4. EXPANDING SOFTWARE DEVELOPMENT

One of the biggest challenges for automated cash handling products is the creation of new versions of bank notes and currencies. Carlyle and Talaris positioned the company to be equipped for such changes by ensuring that its software could easily adapt to newly introduced bank notes.

“When a new note is produced by a central bank, we have to go and design the software to read that note. We don’t inherit it at all,” says Burgess. “Given that most countries reproduce new notes on a quite regular basis, it was important to have that capability.”

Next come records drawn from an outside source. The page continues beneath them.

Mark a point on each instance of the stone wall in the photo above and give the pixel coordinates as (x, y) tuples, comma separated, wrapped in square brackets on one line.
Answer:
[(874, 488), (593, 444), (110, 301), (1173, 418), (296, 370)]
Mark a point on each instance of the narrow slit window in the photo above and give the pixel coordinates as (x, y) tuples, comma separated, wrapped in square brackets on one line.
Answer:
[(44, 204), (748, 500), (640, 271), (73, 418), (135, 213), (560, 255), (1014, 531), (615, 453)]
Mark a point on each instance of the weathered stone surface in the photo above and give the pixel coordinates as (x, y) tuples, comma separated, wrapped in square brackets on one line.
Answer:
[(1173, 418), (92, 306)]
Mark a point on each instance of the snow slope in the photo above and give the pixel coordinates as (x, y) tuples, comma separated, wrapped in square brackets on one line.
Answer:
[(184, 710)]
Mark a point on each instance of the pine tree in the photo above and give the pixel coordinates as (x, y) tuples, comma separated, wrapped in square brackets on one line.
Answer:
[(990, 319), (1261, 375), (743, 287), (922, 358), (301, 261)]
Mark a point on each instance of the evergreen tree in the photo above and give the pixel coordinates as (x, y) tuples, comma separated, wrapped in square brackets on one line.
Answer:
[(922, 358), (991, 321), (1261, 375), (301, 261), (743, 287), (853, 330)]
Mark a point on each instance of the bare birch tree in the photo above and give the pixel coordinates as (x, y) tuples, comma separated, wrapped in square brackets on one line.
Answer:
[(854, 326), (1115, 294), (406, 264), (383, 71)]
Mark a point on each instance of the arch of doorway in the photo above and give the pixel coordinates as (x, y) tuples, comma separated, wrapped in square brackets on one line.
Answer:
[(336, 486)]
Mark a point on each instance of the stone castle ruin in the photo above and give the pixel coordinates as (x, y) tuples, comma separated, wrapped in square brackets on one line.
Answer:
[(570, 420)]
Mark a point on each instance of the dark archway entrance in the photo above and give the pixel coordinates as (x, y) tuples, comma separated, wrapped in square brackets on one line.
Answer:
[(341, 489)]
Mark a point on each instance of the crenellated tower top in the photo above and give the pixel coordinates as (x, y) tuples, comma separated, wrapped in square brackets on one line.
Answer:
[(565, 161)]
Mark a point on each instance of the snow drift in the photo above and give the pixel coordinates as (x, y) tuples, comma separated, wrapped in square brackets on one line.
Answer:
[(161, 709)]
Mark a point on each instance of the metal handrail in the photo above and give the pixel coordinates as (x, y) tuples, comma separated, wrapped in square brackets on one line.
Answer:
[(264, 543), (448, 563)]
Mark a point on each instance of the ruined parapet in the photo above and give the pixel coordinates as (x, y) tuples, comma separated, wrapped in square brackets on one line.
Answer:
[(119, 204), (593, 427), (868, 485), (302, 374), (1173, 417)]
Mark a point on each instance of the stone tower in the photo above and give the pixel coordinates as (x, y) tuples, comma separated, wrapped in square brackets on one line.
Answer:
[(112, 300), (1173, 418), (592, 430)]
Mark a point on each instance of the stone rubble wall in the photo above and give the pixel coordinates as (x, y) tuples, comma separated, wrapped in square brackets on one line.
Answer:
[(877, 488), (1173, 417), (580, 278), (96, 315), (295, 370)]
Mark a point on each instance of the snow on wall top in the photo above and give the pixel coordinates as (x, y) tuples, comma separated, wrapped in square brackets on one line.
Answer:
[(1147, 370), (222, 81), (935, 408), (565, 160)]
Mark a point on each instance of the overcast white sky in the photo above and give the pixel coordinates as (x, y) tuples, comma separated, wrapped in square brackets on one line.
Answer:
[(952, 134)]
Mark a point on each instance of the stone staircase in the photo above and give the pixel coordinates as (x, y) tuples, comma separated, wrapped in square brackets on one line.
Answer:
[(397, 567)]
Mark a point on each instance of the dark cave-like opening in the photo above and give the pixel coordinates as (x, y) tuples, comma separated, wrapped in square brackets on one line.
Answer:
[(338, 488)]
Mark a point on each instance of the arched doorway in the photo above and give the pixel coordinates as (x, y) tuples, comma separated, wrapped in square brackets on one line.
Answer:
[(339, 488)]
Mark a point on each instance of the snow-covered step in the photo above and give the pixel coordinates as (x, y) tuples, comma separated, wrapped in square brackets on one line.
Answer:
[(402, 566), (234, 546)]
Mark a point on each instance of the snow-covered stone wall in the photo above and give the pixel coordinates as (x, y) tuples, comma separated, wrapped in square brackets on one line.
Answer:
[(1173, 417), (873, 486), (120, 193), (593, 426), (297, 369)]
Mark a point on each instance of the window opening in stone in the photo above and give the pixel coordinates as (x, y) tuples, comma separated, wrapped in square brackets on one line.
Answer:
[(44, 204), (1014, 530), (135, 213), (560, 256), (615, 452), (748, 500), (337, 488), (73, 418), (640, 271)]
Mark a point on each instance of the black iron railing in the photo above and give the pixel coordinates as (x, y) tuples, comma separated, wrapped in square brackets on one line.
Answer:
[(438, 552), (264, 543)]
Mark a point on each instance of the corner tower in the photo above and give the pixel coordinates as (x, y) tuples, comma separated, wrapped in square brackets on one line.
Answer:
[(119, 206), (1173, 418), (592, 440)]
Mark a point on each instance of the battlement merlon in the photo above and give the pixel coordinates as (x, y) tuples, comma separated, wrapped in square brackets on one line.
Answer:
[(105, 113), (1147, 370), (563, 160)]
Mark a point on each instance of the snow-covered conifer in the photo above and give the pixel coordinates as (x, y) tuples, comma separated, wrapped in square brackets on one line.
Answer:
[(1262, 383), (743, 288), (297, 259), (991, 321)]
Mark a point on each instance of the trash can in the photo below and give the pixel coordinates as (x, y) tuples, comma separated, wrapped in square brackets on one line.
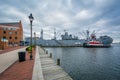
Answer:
[(21, 56)]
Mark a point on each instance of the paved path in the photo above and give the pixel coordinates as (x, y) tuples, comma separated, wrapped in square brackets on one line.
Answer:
[(50, 70), (19, 70)]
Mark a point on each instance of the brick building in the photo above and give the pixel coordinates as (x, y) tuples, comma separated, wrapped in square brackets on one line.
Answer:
[(10, 34)]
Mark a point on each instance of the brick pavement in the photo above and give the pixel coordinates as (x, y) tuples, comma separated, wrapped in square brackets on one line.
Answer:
[(19, 70)]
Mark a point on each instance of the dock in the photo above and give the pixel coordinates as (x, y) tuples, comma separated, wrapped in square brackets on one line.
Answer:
[(46, 68)]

In 2011, Talaris and Carlyle made a small add-on acquisition, acquiring Lutzwolf, a German software development, support and consulting company. The investment gave Talaris permanent software development capabilities. “We basically had reliability of the supply of software, the coding and the talent,” says Robson.

In addition to expanding into new territories, Carlyle’s role in improving Talaris’ hardware, software and service helped position the company as a strong business at the time of exit.

“As we came through the exit process we had a very rich pipeline of new products, technologies and capabilities coming to market, which meant that it was a good investment proposition,” says Burgess. “Glory is basically its leader in the geography that Talaris isn’t, so it’s a very good fit.”

Today, roughly 200,000 BTA machines exist globally, with Talaris accounting for about 50 percent of the market share.

“It’s allowing us to have a differentiation from the competition,” says Robinson. “That will therefore position us for future growth.”